Note 3: Of course, this does not mean that the "direct connection" mode cannot be used. After all, a considerable proportion of users currently use the "direct connection" mode to build their own scientific nodes. Many people rely on its simple configuration and low latency, especially in the early days when nodes are not restricted or still have good effects in specific areas. It is still the preferred solution for many people. However, from the trend point of view, the difficulties faced by this model will become greater and greater: on the one hand, the identification and interference methods of operators and platforms for encrypted traffic are continuously evolving, and simple direct connection methods are more easily detected, speed-limited, or even banned; on the other hand, more and more services need to seek a more balanced solution between anti-censorship, stability, and concealment, which means that the use of more complex architectures, such as transit, tunnel encapsulation, and remote diversion, will gradually become the mainstream.

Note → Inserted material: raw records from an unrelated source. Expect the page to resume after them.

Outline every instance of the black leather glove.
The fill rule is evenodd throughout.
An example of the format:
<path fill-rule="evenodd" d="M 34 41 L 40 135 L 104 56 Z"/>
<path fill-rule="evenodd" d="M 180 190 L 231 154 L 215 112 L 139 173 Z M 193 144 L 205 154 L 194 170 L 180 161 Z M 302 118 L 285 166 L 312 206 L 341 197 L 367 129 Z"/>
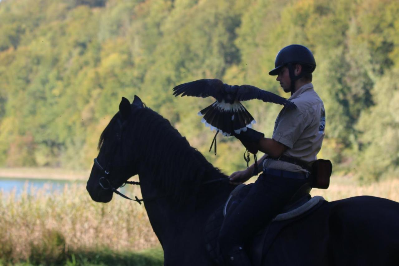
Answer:
<path fill-rule="evenodd" d="M 234 137 L 240 140 L 249 152 L 256 154 L 259 148 L 259 141 L 265 137 L 265 134 L 252 129 L 247 128 L 247 131 L 241 131 L 239 134 L 234 133 Z"/>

4 Non-direct connection mode: hiding the source station IP with the help of transit entrance
4.1 Why do we need “indirect connection”?
In the early stages of "scientific Internet access", direct connection mode was a seemingly simple and direct way: just connect the client to an overseas VPS and forward the request through a controlled channel to access the external Internet.This seemingly open path is actually extremely fragile:Once the IP address of an overseas VPS is exposed in the domestic network, it may become the focus of DPI (deep packet inspection) systems, behavior recognition models, and keyword monitoring systems. Once marked, the connection will have the following problems:
- Traffic is limited, interference is injected, or even reset directly;
- The VPS IP was added to the block list and the connection was completely disconnected;
- Cross-border communications are "phased dead", but there is no clear error message, and it is difficult to locate the source of the problem.
The core of the problem:The transparent "wall" does not target a specific service or site, but attempts to identify "abnormal connection behavior"When an overseas VPS is accessed by dozens of clients in the same way, with fixed traffic characteristics and abnormal access frequency, the "identity" of this VPS is no longer an ordinary web server, but a suspicious communication transit point.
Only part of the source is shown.